Despite disk degeneration being part and parcel of the aging process, there are several factors that put a percentage of the population at a higher risk for sustaining this type of injury than others. While most people can’t remember exactly how they sustained their back injury, the risk factors that physicians often look at are:

  • Excess weight gain: being overweight (coupled with lack of exercise) can put extra stress on the disks of the lumbar region of the spine, causing a higher risk for herniation. Usually, this can be relieved with proper exercise or targeted physical therapy intended to relieve the pressure on the lower spine.
  • Occupational hazards: the percentage of the population with physically demanding jobs are at the highest risk for disk herniation. Jobs that require heavy lifting, pushing, pulling, and bending all come with the risk of a widespread array of spine-related injuries. Rarely, work related accidents that cause a direct hit to the spine can cause herniated disks and other severe spinal injuries.
  • Hereditary and genetic factors: heredity and genetics can also play a role in spinal injuries, leaving people more susceptible to herniated disks and other associated co-morbidities. While extremely rare, it’s worth noting that a form of auto-immune (inflammatory) arthritis called Ankylosing Spondylitis can cause degeneration and “bulging” disks in the spine (without any spine related injury in the patient’s medical history), leading to herniation if no intervention is sought. This rare genetic illness is caused by a blood marker known as “HLA-B27” and can be ruled out with an x-ray and a routine blood test if the physician feels the patient’s family history puts them at risk for it.

What happens when complications arise?

While your spinal cord doesn’t extend into the lumbar region, just below the waist is where the spinal cord tapers off into a group of nerve roots (known medically as “cauda equina”).

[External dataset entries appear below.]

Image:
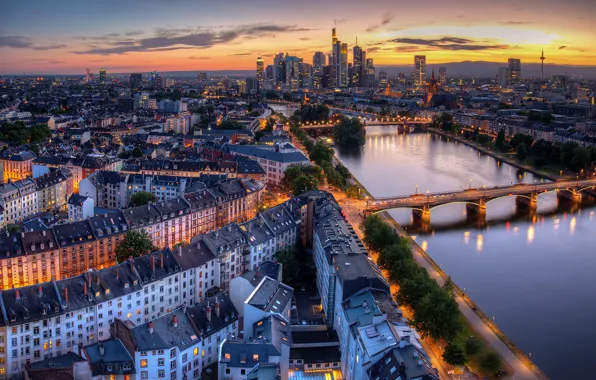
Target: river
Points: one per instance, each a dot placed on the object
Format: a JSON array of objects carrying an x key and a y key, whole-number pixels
[{"x": 533, "y": 273}]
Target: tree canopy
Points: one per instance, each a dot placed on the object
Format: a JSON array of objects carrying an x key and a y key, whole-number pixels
[{"x": 134, "y": 244}]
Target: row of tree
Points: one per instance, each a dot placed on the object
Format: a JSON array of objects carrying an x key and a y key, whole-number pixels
[{"x": 436, "y": 313}]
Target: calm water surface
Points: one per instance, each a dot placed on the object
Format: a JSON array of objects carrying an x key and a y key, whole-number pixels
[{"x": 533, "y": 273}]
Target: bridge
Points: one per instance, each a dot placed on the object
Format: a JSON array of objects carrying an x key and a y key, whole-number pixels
[{"x": 476, "y": 200}]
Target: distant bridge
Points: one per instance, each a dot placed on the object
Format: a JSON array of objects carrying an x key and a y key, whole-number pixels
[{"x": 476, "y": 199}]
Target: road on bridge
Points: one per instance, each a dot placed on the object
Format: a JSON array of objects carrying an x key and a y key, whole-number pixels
[{"x": 473, "y": 195}]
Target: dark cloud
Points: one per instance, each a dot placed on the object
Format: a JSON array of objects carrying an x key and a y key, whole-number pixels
[
  {"x": 134, "y": 33},
  {"x": 385, "y": 19},
  {"x": 188, "y": 38},
  {"x": 16, "y": 42},
  {"x": 445, "y": 43},
  {"x": 49, "y": 47}
]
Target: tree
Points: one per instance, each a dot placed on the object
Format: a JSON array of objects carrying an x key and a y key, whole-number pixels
[
  {"x": 349, "y": 132},
  {"x": 491, "y": 362},
  {"x": 454, "y": 354},
  {"x": 12, "y": 228},
  {"x": 500, "y": 139},
  {"x": 321, "y": 152},
  {"x": 473, "y": 346},
  {"x": 134, "y": 244},
  {"x": 521, "y": 151},
  {"x": 142, "y": 198},
  {"x": 289, "y": 263}
]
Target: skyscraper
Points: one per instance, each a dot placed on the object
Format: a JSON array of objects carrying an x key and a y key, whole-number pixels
[
  {"x": 443, "y": 75},
  {"x": 102, "y": 76},
  {"x": 319, "y": 61},
  {"x": 356, "y": 65},
  {"x": 136, "y": 81},
  {"x": 515, "y": 70},
  {"x": 260, "y": 71},
  {"x": 420, "y": 64}
]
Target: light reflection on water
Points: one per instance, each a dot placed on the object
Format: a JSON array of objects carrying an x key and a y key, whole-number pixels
[{"x": 533, "y": 271}]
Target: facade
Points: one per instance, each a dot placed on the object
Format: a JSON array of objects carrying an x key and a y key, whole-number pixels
[
  {"x": 17, "y": 166},
  {"x": 420, "y": 67}
]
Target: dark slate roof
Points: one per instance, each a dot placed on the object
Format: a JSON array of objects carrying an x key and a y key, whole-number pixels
[
  {"x": 156, "y": 265},
  {"x": 116, "y": 360},
  {"x": 74, "y": 233},
  {"x": 38, "y": 241},
  {"x": 193, "y": 255},
  {"x": 165, "y": 335},
  {"x": 20, "y": 156},
  {"x": 199, "y": 312},
  {"x": 269, "y": 334},
  {"x": 63, "y": 361},
  {"x": 271, "y": 295},
  {"x": 108, "y": 224},
  {"x": 77, "y": 200},
  {"x": 200, "y": 200},
  {"x": 252, "y": 151},
  {"x": 11, "y": 244},
  {"x": 31, "y": 303}
]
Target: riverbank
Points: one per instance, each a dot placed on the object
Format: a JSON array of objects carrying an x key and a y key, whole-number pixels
[{"x": 498, "y": 156}]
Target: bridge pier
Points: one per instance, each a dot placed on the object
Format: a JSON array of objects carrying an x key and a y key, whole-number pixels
[
  {"x": 530, "y": 202},
  {"x": 573, "y": 196},
  {"x": 422, "y": 215}
]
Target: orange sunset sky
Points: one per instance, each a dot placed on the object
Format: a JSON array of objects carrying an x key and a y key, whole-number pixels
[{"x": 65, "y": 37}]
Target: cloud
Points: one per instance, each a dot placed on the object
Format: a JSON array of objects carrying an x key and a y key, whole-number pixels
[
  {"x": 445, "y": 43},
  {"x": 16, "y": 42},
  {"x": 385, "y": 19},
  {"x": 134, "y": 33},
  {"x": 189, "y": 38},
  {"x": 49, "y": 47}
]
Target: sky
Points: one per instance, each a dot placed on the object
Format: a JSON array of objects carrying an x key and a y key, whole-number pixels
[{"x": 66, "y": 36}]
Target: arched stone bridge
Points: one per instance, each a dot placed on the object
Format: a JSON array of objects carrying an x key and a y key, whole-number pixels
[{"x": 476, "y": 199}]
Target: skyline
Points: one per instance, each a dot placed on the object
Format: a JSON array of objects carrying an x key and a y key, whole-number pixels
[{"x": 67, "y": 38}]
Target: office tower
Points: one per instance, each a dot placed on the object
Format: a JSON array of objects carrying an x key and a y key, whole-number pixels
[
  {"x": 292, "y": 72},
  {"x": 136, "y": 81},
  {"x": 269, "y": 73},
  {"x": 383, "y": 80},
  {"x": 542, "y": 58},
  {"x": 420, "y": 65},
  {"x": 443, "y": 75},
  {"x": 319, "y": 61},
  {"x": 370, "y": 73},
  {"x": 102, "y": 76},
  {"x": 305, "y": 75},
  {"x": 356, "y": 65},
  {"x": 515, "y": 70},
  {"x": 504, "y": 76},
  {"x": 279, "y": 67},
  {"x": 260, "y": 71}
]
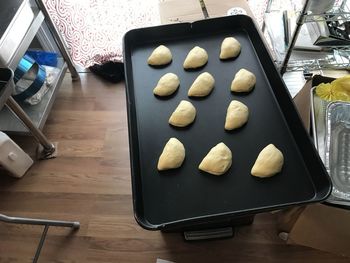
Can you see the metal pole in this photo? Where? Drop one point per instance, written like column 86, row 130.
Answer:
column 300, row 22
column 59, row 41
column 41, row 243
column 49, row 148
column 42, row 222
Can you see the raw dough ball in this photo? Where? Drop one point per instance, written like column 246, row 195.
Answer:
column 167, row 85
column 269, row 162
column 184, row 114
column 196, row 58
column 230, row 48
column 172, row 156
column 160, row 56
column 202, row 86
column 244, row 81
column 236, row 116
column 217, row 161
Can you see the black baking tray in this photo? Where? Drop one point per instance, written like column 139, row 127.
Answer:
column 187, row 197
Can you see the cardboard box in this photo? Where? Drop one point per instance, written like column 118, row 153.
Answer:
column 172, row 11
column 177, row 11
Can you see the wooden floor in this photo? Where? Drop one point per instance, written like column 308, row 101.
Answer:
column 90, row 182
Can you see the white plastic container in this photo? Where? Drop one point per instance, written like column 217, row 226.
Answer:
column 15, row 32
column 12, row 157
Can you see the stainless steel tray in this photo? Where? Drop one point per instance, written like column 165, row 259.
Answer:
column 332, row 148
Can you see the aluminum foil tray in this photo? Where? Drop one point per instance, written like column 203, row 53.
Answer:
column 337, row 148
column 331, row 133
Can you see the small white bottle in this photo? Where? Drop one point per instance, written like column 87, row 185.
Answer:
column 12, row 157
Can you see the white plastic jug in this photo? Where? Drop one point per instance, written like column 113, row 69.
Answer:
column 12, row 157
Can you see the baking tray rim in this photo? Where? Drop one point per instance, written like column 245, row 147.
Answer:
column 212, row 217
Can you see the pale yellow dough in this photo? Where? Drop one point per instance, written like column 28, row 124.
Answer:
column 184, row 114
column 160, row 56
column 244, row 81
column 230, row 48
column 217, row 161
column 196, row 58
column 269, row 162
column 202, row 85
column 237, row 115
column 167, row 85
column 172, row 156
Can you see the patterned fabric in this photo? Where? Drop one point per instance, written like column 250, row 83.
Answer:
column 93, row 29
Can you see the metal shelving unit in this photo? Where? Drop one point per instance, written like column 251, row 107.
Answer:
column 20, row 23
column 331, row 57
column 37, row 113
column 44, row 32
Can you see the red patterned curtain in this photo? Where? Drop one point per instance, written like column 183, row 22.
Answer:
column 93, row 29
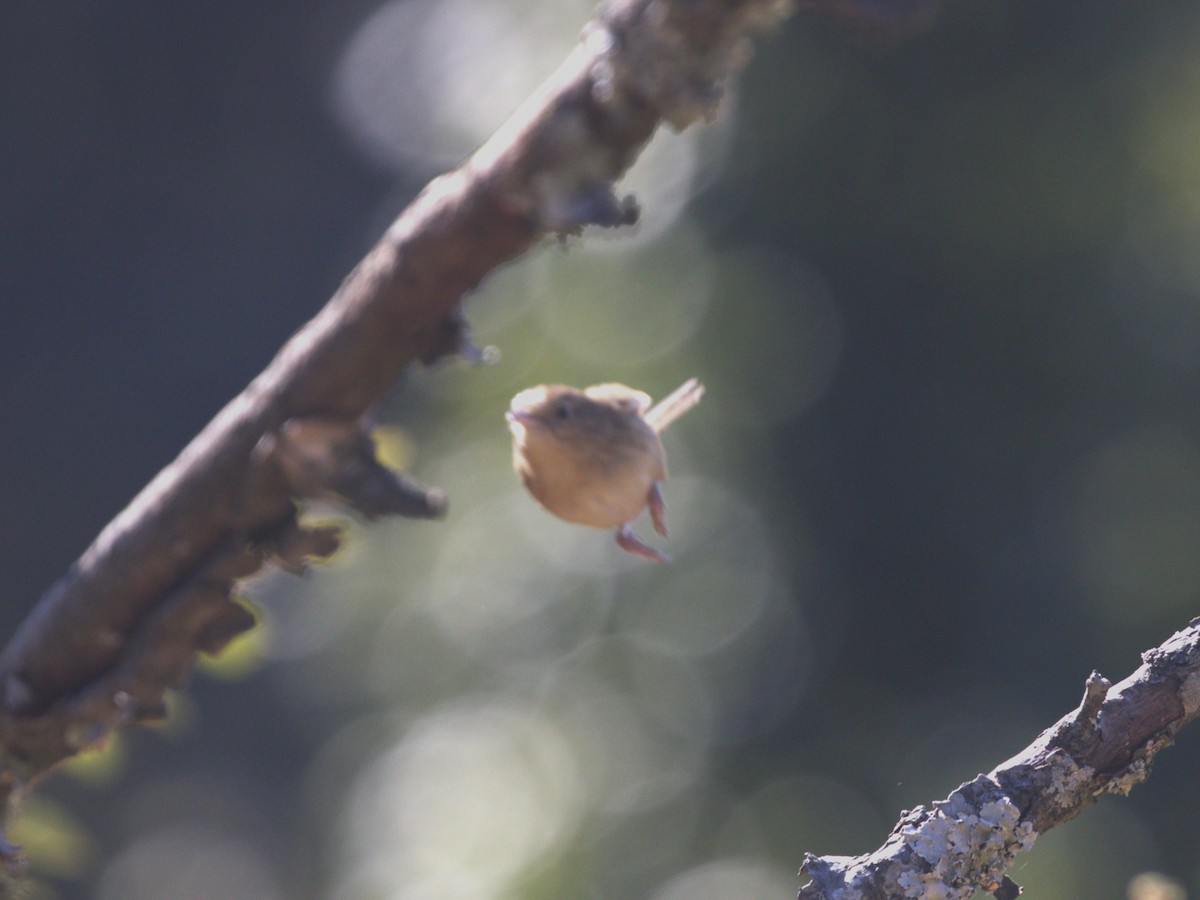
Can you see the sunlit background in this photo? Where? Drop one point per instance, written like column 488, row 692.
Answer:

If a disk herniation is severe enough, it may compress these nerve roots and emergency surgery may be required for decompression. If you experience worsening weakness or paralysis, contact your physician immediately or go straight to the emergency room.

Worsening symptoms that should not be ignored include but are not limited to the following, and require immediate medical attention from a licensed physician:

  • Pain, weakness, muscle atrophy in affected extremities
  • Bowel or bladder dysfunction: people who experience a level of paralysis with a herniated disk may find their bladder or bowel control is lessened due to compression of the nerve roots in the spine. Difficulty or inability to urinate may also be a symptom that requires emergency medical attention.
  • Saddle anesthesia: this phenomenon is known for its progressive loss of function and affects the areas of the body that one uses when sitting on a “saddle”–inner thighs, the area around the buttocks, and the back of the legs.

Disclaimer: Any symptoms those injured experienced should always be discussed with a licensed medical professional, and one should never rely on articles found via the internet when making important medical decisions. This article is not intended to replace the advice of a doctor.